Open table Format for Transactional DataLake
Data Warehouse to Data Lake/Lakehouse ?
Traditionally, data warehouses have been chosen for their capacity to store and process large data volumes. However, they come with limitation such as high costs, limited scalability, and rigid governance.
There has been a significant shift in the data landscape towards data lakes and lakehouses as viable alternatives to traditional or cloud-native data warehouses. Lakehouses, in particular, offer a more flexible and scalable architecture capable of handling both structured and unstructured data. A key technology driving this evolution is the open data table format.
Open Table Format
The open table format organizes and manages data in a data lake efficiently, supporting both data warehousing (query) and data science workloads (processing). It promotes improved interoperability, comparable performance, and enhanced governance and transactional support.
Organizes data into structured tables within distributed storage systems (e.g., HDFS, S3).
Supports schema evolution without downtime or complex migrations.
Provides ACID transactions for maintaining data consistency and reliability.
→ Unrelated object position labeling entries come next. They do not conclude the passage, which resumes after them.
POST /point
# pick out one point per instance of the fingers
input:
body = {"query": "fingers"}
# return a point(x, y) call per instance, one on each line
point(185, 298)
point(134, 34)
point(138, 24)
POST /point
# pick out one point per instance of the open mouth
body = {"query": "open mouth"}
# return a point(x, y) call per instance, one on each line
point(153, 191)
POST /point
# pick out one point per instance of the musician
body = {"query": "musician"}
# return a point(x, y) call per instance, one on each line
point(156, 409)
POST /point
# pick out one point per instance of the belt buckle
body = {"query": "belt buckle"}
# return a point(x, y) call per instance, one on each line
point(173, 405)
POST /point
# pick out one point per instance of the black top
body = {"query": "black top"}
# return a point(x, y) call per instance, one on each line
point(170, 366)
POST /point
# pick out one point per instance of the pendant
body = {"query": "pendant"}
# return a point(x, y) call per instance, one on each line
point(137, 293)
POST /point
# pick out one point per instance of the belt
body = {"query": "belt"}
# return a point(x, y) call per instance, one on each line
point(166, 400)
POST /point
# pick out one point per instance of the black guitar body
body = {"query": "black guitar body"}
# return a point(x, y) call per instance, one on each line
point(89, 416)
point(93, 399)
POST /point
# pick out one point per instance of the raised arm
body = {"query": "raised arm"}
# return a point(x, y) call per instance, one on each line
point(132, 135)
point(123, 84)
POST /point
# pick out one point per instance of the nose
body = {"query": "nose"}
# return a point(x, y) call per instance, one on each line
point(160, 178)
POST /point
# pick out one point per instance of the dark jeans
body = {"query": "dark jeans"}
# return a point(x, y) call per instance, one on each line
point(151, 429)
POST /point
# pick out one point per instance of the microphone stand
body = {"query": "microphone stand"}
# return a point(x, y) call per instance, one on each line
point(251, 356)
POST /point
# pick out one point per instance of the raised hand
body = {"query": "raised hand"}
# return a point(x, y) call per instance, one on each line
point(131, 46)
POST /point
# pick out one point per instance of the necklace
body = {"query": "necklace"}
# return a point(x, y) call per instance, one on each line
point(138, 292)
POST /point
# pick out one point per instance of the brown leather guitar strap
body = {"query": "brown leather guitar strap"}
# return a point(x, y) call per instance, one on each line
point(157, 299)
Allows time travel by querying historical snapshots of data.
Efficiently handles incremental data changes with support for batch and near-real-time processing.
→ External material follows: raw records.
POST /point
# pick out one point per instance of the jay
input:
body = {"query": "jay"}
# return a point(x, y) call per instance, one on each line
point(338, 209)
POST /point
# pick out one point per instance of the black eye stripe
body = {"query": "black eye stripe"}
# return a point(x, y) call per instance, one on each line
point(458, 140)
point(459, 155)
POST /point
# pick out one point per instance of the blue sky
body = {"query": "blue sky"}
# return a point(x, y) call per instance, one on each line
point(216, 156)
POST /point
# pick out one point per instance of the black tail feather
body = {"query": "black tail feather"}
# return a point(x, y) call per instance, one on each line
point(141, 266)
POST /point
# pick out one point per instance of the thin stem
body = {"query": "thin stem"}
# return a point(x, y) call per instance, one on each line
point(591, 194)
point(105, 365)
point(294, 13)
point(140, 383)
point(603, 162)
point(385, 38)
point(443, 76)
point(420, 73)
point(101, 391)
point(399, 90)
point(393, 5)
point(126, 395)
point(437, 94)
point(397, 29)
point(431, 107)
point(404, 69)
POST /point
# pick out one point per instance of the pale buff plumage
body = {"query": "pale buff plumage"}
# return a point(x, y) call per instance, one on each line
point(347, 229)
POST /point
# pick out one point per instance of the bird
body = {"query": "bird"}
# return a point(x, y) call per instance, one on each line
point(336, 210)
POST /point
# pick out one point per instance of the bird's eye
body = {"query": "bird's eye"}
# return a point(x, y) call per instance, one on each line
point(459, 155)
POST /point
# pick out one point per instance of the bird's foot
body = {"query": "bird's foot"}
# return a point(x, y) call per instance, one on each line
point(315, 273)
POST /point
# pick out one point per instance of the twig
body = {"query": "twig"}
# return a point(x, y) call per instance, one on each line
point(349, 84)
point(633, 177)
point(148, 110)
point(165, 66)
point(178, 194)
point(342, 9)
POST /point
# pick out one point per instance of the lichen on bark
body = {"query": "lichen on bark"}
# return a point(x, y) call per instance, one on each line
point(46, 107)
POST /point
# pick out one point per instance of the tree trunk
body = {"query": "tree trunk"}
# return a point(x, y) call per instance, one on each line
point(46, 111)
Uses columnar file formats (e.g., Parquet) and metadata to track changes over time.
Optimizes data access and performance through partitioning and indexing.
Main Technologies for Open Data Tables
Several technologies play crucial roles in open data tables:
Apache Iceberg: A flexible and scalable open table format for organizing and managing data in a data lake, used by engines for storage and query operations.
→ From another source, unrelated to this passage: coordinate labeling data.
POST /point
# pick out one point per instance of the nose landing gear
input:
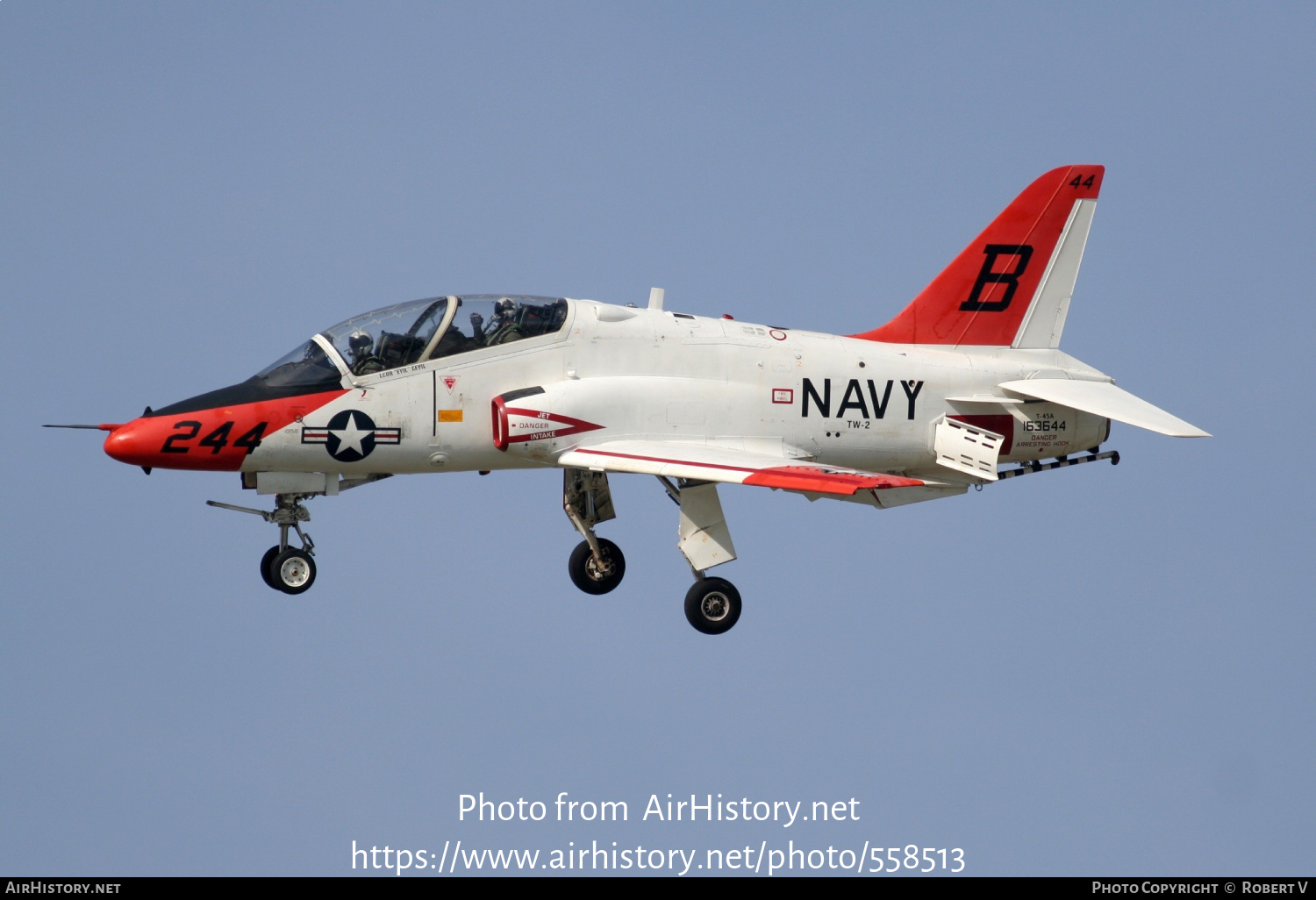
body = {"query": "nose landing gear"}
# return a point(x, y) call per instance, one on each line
point(282, 568)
Delta Lake: Built on Apache Spark, it provides robust and scalable data management capabilities in a data lake, extending support through dataframe and dataset APIs.
Apache Hudi: Designed for real-time analytics on streaming data, offering efficient data management in a data lake with the HoodiDataSet API.
Conclusion
Adopting open data tables facilitates the transition from a traditional data warehouse to a lakehouse architecture, enhancing interoperability, performance, governance, and flexibility. Organizations can leverage the combined benefits of data warehouses and data lakes, including improved scalability, enhanced or same performance, and robust governance at lower cost.